Für die unabhängigen Journalisten, die Spyware, Verleumdungskampagnen und wirtschaftliche Auszehrung überstanden haben, hängt daran sehr viel. Geschlossene Redaktionen entstehen nicht neu, weggegangene Kollegen kommen nicht zurück. Aber wenn staatliche Werbung aufhört, als Druckmittel zu funktionieren, und es stattdessen transparente Förderschienen gibt, dann wäre das eine gänzlich neue Ausgangslage.

Die entscheidende Frage bei alledem bleibt, ob Magyar das, was er verspricht, auch in der Medienpolitik durchhält – und mit seiner Zweidrittelmehrheit nicht der Macht verfällt wie seinerzeit Orbán. Panyi nennt sich vorsichtig optimistisch, betont aber, die neue Regierung ebenso kritisch zu begleiten wie die alte. Medienexperte Dragomir sieht es ähnlich: „Wir müssen abwarten, was Magyar in den nächsten sechs Monaten tut. Das wird viel über seine wirklichen Absichten verraten.“

Was bereits auffällt: Magyar war im Wahlkampf sehr darauf bedacht, Angriffsflächen zu vermeiden. Auf Kritik reagierte er manchmal ungestüm oder persönlich. Am Tag nach seinem Wahlsieg stellte er sich jedoch drei Stunden den Fragen der nationalen und internationalen Presse – und lud ausdrücklich jene unabhängigen Journalisten ein, denen Orbán jahrelang den Zutritt verweigert hatte.

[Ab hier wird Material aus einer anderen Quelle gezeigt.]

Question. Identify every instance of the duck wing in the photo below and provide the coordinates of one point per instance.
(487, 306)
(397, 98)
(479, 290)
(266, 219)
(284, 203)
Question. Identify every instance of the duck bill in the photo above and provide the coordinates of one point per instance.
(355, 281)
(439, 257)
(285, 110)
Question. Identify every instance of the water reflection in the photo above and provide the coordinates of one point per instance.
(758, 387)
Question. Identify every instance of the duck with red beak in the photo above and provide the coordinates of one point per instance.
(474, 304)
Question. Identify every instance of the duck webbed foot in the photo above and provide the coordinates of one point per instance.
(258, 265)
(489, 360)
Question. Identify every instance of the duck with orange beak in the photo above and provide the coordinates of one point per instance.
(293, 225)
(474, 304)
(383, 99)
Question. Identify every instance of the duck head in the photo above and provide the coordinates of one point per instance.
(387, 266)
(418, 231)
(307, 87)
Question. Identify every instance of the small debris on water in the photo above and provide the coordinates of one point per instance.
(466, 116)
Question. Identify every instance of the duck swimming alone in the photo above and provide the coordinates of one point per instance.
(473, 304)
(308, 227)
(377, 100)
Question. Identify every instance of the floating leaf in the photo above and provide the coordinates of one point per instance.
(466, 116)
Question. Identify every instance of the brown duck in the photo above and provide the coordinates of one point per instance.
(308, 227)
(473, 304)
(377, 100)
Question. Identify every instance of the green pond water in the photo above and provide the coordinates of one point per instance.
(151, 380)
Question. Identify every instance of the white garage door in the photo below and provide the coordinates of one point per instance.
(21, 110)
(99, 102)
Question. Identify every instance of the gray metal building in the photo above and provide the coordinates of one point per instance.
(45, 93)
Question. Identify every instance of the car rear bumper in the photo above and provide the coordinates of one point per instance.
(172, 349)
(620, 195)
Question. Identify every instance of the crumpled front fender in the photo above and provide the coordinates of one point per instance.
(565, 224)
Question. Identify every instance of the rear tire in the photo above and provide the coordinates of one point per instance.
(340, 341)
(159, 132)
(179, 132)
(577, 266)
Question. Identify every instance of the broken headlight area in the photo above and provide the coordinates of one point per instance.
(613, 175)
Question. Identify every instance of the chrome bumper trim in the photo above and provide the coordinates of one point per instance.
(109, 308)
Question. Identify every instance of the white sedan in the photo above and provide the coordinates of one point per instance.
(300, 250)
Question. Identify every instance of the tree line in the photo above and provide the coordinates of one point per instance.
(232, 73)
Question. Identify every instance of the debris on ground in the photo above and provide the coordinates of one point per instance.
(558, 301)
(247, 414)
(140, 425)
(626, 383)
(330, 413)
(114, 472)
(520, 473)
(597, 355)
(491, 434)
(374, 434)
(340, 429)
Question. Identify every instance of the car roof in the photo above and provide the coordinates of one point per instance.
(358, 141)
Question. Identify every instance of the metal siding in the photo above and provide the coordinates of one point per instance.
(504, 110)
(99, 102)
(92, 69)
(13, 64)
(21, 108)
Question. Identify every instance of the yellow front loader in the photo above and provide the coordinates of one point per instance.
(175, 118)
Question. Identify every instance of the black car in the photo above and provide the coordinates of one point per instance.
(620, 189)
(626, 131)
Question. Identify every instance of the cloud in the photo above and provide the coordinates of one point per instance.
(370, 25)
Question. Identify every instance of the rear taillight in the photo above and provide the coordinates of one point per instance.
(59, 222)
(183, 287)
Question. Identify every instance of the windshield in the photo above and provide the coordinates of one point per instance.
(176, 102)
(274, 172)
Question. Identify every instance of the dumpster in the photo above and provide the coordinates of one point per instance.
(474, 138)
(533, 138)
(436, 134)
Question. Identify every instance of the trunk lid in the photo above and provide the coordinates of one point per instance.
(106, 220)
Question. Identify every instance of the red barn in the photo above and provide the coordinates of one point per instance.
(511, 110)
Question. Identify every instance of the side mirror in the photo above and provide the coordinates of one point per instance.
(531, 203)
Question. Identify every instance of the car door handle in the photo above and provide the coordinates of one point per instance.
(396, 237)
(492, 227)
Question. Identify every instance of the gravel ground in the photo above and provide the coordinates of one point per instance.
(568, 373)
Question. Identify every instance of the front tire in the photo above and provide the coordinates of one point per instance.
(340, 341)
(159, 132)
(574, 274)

Wenige Tage später gab Magyar seine ersten Interviews im ÖRR seit anderthalb Jahren. Im gesamten Wahlkampf bekam er dort keine Bühne. Eingriffe in die laufende Berichterstattung werde es unter ihm nicht geben, erklärt er. Ob das Versprechen hält, wird sich zeigen, wenn die ersten unbequemen Berichte erscheinen.